To determine which means are significantly different, you need to conduct further tests. These post-hoc tests include the range test, multiple comparison tests, Duncan test, Student-Newman-Keuls test, Tukey test, Scheffé test, Dunnett test, Fisher’s least significant different test, and the Bonferroni test, to name a few. There are more options, and there is no consensus on which test to use. These tests are available in statistical software packages such as R, Minitab and SPSS.

One should never use two-sample \(t\)-tests from the previous chapter. This would inflate the type I error.

The probability of at least one type I error increases exponentially with the number of groups you are comparing. Let us assume that \(\alpha = 0.05\), then the probability that an observed difference between two groups that does not occur by chance is \(1 - \alpha = 0.95\). If two comparisons are made, the probability that the observed difference is true is no longer 0.95. The probability is \((1 - \alpha)^{2} = 0.9025\), and the P(Type I Error) = \(1 - 0.9025 = 0.0975\). Therefore, the P(Type I Error) occurs if \(m\) comparisons are made is \(1 - (1 - \alpha)m\).

For instance, if we are comparing the means of four groups: There would be \(m = {}_4 C_{2} = 6\) different ways to compare the 4 groups: groups (1,2), (1,3), (1,4), (2,3), (2,4), and (3,4). The P(Type I Error) = \(1 - (1 - \alpha)6 = 0.2649\). This is why a researcher should use ANOVA for comparing means, instead of independent \(t\)-tests.

There are many different methods to use. Many require special tables or software. We could actually just start with post-hoc tests, but they are a lot of work. If we run an ANOVA and we fail to reject the null hypothesis, then there is no need for further testing and it will save time if you were doing these steps by hand. Most statistical software packages give you the ANOVA table followed by the pairwise comparisons with just a change in the options menu. Keep in mind that Excel is not a statistical software and does not give pairwise comparisons.

We will use the Bonferroni Test, named after the mathematician Carlo Bonferroni. The Bonferroni Test uses the t-distribution table and is similar to previous t-tests that we have used, but adjusts \(\alpha\) to the number of comparisons being made.

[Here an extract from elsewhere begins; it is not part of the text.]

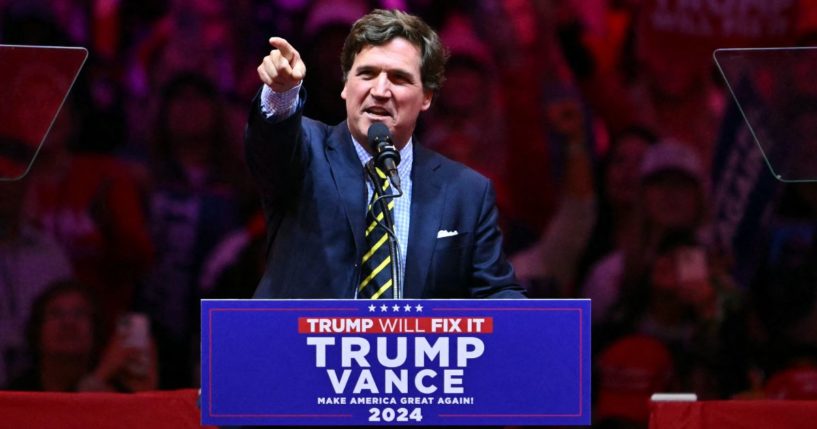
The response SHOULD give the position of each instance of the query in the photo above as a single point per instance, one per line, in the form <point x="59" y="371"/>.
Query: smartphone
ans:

Carlo Bonferroni portrait photograph. — Carlo Bonferroni

The Bonferroni test is a statistical test for testing the difference between two population means (only done after an ANOVA test shows not all means are equal).

The formula for the Bonferroni test statistic is \(t = \dfrac{\bar{x}_{i} - \bar{x}_{j}}{\sqrt{\left( MSW \left(\frac{1}{n_{i}} + \frac{1}{n_{j}}\right) \right)}}\).

where \(\bar{x}_{i}\) and \(\bar{x}_{j}\) are the means of the samples being compared, \(n_{i}\) and \(n_{j}\) are the sample sizes, and \(MSW\) is the within-group variance from the ANOVA table.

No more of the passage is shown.